ARTICLE
Richer Dust
By: Hughie O'Donoghue
Abbot Hall Art Gallery and Museum, Kendal
15 October 21 December
Hughie O'Donoghue established his artistic reputation as a painter. In 1995 he produced The Way Home, his first work using the carborundum process a printing method using a granular compound of carbon and silica. This exhibition highlights further carborundum prints as well as related paintings and drawings from 1995 to 2000.
Two themes predominate, the Passion a longstanding preoccupation of O'Donoghue's and a more recent interest in the Second World War. This latter focus is partly stimulated by his father's correspondence home whilst serving as a dispatch rider in Europe and in later works through images from The Imperial War Museum archives.
Themes are re-worked and re-appropriated in different media and at varying scales, presented as unfocused narratives. Only the titles provide a sense of linearity: Crossing the Seine, German tanks, Forges-les Eaux, Getting out at Cherbourg. The epic is eschewed, as is any specific political context or viewpoint. Specific references, whether human or machine, are submerged within the canvases. The turret of a tank and the silhouette of a ship's bow reveal themselves only gradually from the dark ash of paint, emerging from within the painting's predominantly abstract form; mirroring the artists' view of the work as "uncovering, covering a moment in time".

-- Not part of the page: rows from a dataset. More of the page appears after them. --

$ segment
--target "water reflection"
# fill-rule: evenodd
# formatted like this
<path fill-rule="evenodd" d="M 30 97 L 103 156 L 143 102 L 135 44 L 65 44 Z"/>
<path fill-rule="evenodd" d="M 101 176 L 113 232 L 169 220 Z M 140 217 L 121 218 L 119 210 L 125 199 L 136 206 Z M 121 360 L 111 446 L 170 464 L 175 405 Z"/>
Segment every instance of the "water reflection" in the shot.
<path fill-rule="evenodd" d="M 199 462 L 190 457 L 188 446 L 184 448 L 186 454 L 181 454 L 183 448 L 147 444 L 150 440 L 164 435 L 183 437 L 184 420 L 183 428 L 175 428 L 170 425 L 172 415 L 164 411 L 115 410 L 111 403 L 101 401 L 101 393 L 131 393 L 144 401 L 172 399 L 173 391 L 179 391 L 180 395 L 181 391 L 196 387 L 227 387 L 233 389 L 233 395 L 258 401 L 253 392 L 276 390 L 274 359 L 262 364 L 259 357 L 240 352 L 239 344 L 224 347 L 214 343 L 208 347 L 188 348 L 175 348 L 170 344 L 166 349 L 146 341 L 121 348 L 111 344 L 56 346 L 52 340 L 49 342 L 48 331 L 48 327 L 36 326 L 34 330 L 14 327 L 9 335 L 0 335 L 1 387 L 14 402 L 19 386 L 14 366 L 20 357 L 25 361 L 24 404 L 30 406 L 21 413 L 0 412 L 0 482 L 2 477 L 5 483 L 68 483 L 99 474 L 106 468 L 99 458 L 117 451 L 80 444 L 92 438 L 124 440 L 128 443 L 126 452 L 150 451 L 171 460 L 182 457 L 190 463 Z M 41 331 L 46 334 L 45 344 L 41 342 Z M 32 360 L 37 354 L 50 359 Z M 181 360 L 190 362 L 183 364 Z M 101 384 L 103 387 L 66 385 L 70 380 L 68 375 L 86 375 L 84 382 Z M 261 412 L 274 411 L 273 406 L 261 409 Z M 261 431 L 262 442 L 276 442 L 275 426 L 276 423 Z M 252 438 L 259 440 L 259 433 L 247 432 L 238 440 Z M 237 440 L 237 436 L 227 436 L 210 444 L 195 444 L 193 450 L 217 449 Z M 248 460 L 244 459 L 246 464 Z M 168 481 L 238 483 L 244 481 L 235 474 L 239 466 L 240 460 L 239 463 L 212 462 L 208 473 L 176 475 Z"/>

O'Donoghue has frequently been characterised as following in the traditions of the romantics or the abstract expressionists. His latest works though do not entirely reside within either of these familiar categories nor can they be easily assimilated into the canon of war artists. His works provoke the personal rather than the polemical and are without ego, inviting much more than a merely superficial engagement.